CALIFORNIA DREAMING

Corvette Class Picture
Corvette Class Picture. Photo courtesy John Lamm

It’s Day Two Friday at Mazda Raceway Laguna Seca for the 2013 Rolex Motorsports Monterey Reunion – sixteen classes of historic race cars, plus all the extras thrown in. Mother Nature has shone favorably on the famous Monterey road course with warm sunshine all day both days, while fog swirled around elsewhere.

While Thursday was Practice all day for the 16 classes, Friday was Qualifying for the weekend races – for all Race Groups. Saturday will be all the A Race Groups and Sunday will be all the B Race Groups, with morning Warm-Ups and afternoon races.

Tommy Milner
Tommy Milner

Special Corvette and other activities are scheduled for lunch breaks, mid-morning and mid-afternoon breaks and possibly at end of days. There will be a Corvette Parade on Saturday and Sunday with 130 cars. All three days there will be hot laps with professional race drivers in the new 2014 Corvette C7, from the Driver’s Schools at Bondurant School of High Performance Driving and RON FELLOWS Performance Driving School. The drivers are DARREN LAW, RICK MALONE, TOMMY MILNER, and JOHNNY O’CONNELL.

In Historic racing, it’s not necessarily about the speed or who finishes first. At the Rolex Reunion races, there are no trophies or awards for winning a race, but there are trophies presented in each group for overall excellence in presentation and driving conduct. The special award is the Spirit of Monterey Award which goes to the driver who excels in the spirit of the weekend, on track performance and support for historic car racing. The Award is a special Rolex Watch and the weekend’s poster art painted by official track painter, BILL PATTERSON.

Radar Speed Sign

Having said all that drivers are competitive and many try to go fast. However, their lap times are not published. Individual drivers may be timing their cars and there’s always the ubiquituous GoPro Cameras. I had one way of gauging speed – watching the radar screen readout above Start-Finish, for the radar gun aimed at Turn One. In Race Group 3B for Formula One, the top speed I saw was 147 mph, but it was so fast all I was able to capture on camera was the previous speed of 144 mph. These speeds are just for that one sector.
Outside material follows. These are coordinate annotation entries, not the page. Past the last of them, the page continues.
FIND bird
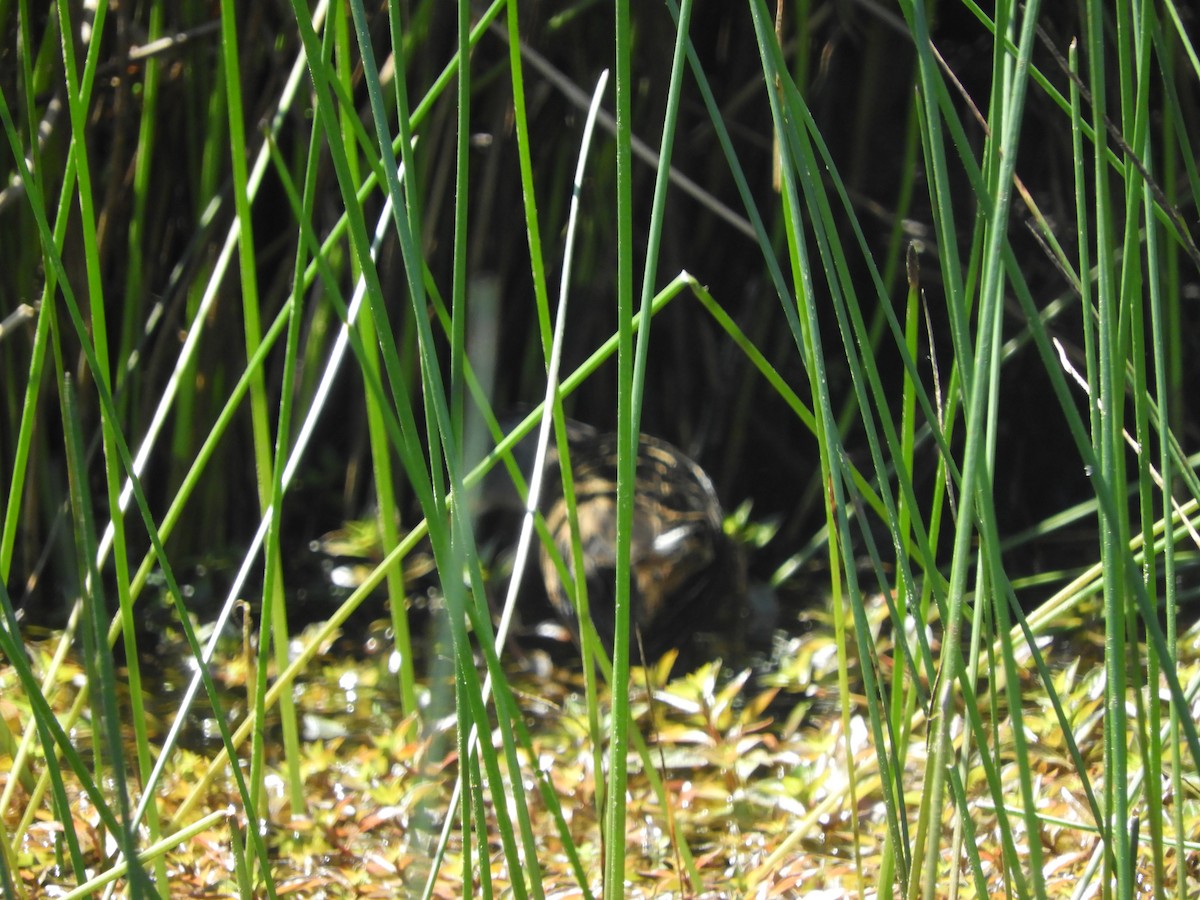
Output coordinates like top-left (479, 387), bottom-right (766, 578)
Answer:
top-left (484, 420), bottom-right (745, 664)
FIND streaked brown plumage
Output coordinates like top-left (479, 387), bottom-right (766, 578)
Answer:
top-left (492, 422), bottom-right (745, 661)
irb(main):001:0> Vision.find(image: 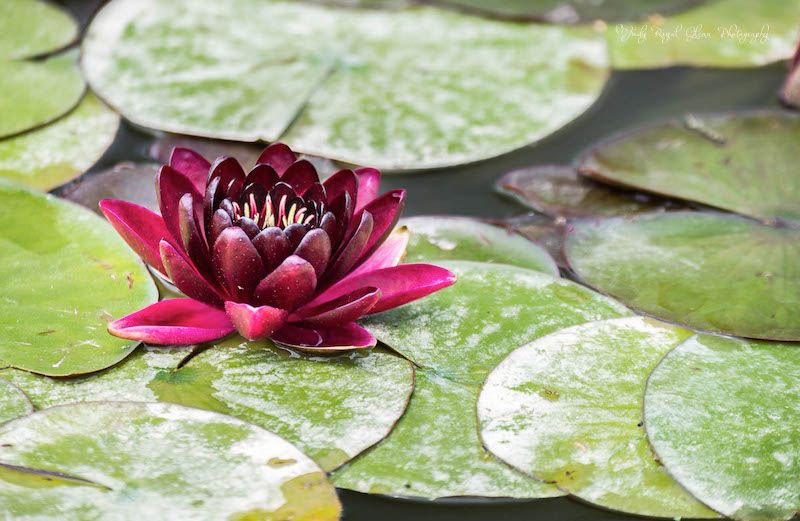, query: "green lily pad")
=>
[83,0,608,169]
[580,111,800,220]
[495,165,678,218]
[0,93,119,192]
[607,0,800,69]
[0,0,78,59]
[0,380,33,423]
[60,162,159,214]
[0,402,341,521]
[400,216,559,277]
[331,369,563,499]
[333,261,627,498]
[0,337,414,471]
[364,261,629,385]
[644,335,800,521]
[439,0,704,23]
[0,52,86,137]
[478,317,718,518]
[0,181,158,376]
[565,212,800,340]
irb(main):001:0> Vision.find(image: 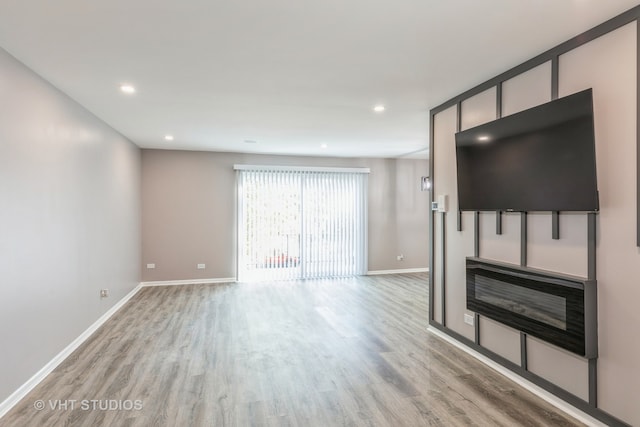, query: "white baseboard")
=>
[367,267,429,276]
[427,326,607,427]
[140,277,238,287]
[0,285,142,418]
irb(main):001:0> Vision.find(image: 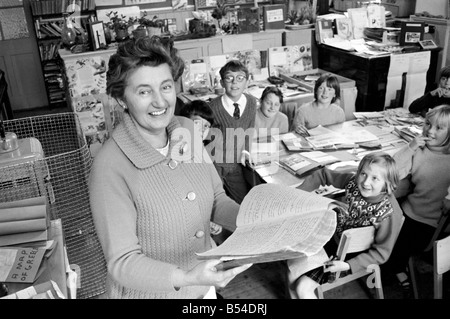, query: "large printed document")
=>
[197,184,345,269]
[384,51,431,109]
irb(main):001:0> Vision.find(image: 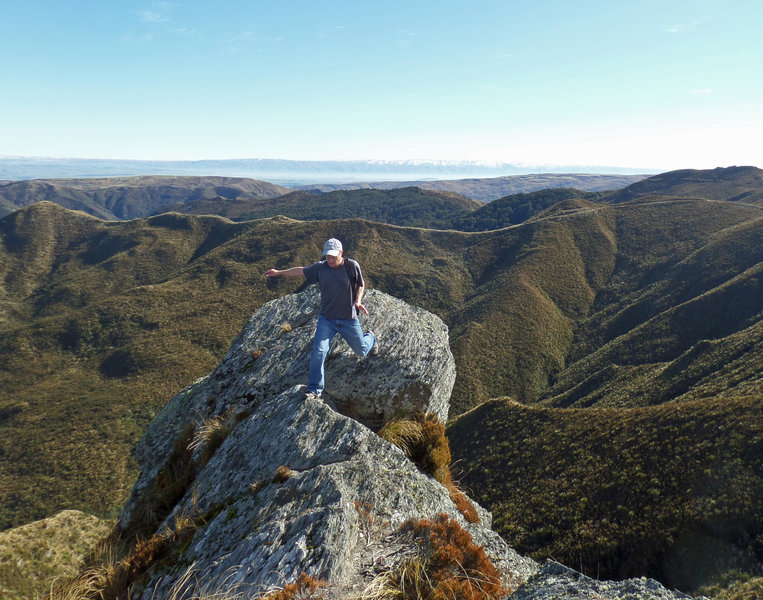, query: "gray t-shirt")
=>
[304,258,366,319]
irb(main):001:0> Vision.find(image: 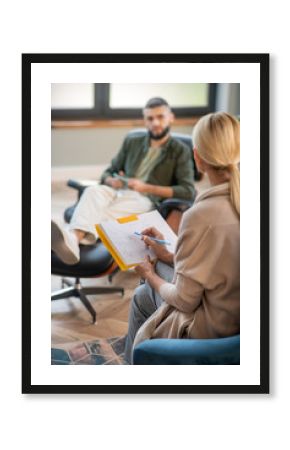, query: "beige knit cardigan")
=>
[134,183,240,346]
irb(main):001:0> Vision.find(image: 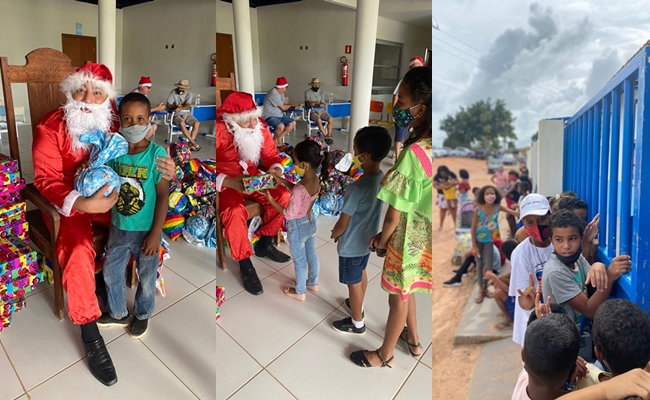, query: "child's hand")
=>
[370,232,381,251]
[570,356,589,383]
[472,246,481,258]
[483,271,499,286]
[585,263,607,292]
[607,255,632,281]
[142,233,160,256]
[535,291,548,318]
[517,272,539,310]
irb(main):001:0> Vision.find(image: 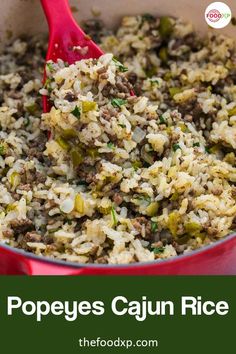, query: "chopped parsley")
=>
[151,221,158,233]
[71,106,80,119]
[111,98,127,108]
[172,144,181,151]
[112,57,129,73]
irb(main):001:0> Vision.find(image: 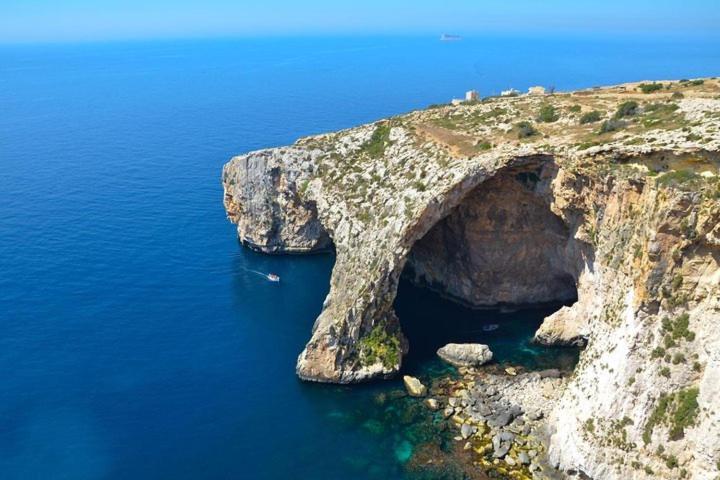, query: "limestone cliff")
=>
[223,80,720,479]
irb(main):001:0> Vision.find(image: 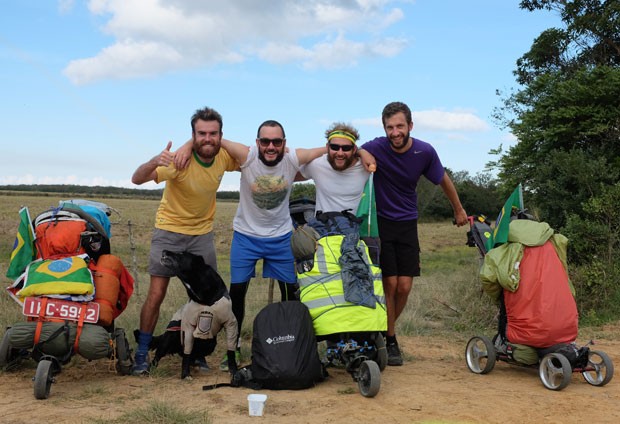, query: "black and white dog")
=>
[137,250,238,379]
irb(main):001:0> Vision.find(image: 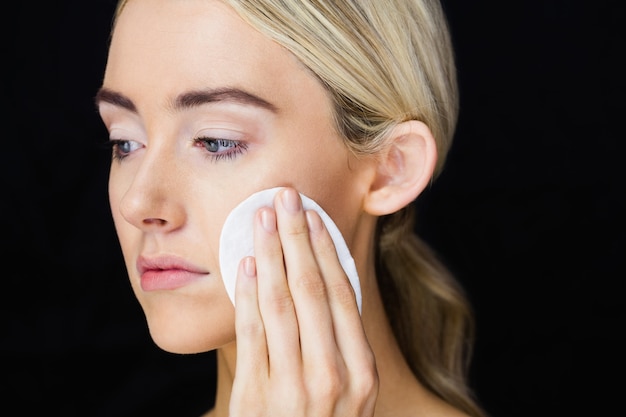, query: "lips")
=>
[137,256,209,291]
The current unofficial track record, according to Ferrari, was set on 23 May 2012 at the Ferrari Days event. MARC GENE turned a 1:05.786, driving a F2003 GA Formula 1 car. That converts to 122.47 mph.

The official track record was set at 1:07.722 by Helio Castroneves in 2000 behind the wheel of a Penske Champ Car, which converts to 118.86 mph.

1930 Frazer Nash Interceptor
Frazer Nash Interceptor

In Group 1A for Pre 1940 Sports Racing and Touring Cars, 26 cars ran, with JOHN KERR getting the pole for Saturday’s race in his 1932 Miller-Scofield/Ford. Running third was RICHARD PARSONS from Milthorpe, England driving his 1930 Frazer Nash Interceptor. And Parsons does drive it, not just on the race track. The car was shipped over from England, arriving in time for him to run last weekend’s Rolex Pre-Reunion races. Between on track sessions, Parsons drives the car to and from the hotel, around town, etc. After this weekend’s races, Parsons will set out for New York in the car, meeting up with 30 other Frazer Nash owners for a two-week tour of New England. The club has its own website – http://www.frazernash.co.uk and one of the drivers is blogging about his Laguna weekend experience, aptly called California Dreaming.

One of the very few female drivers this weekend is LORRAINE GRUYS. She’s driving a 1958 Miller FJ in Group 2B for Formula Junior cars 1958-1963. Her car is one of a kind now – the only open wheel Don Miller front engine car left in America. It has Topolino gears, Crossle brakes and hubs, and of course the GoPro Camera.

1942 Ford Hot Rod
1942 Ford Hot Rod

Her husband, CHRIS GRUYS, owns one of those cool cars that gets to hang out in the paddock looking good – a 1942 Ford Hot Rod. It’s a show car, with flames, special cutouts and a louvered hood, prepared by GENE WINFIELD, now of Mojave CA.. Gruys is probably the fifth owner, and he had it completely restored inside and out when he acquired it in 2003. One part of the restoration included plumbing hoses, which were six different sizes, stuck inside each other.

GORDON ENGLAND, aptly named as he’s from Bury St Edmunds in Suffolk, England, pals around with Parsons and the Gruys and is a great historian for the vehicles.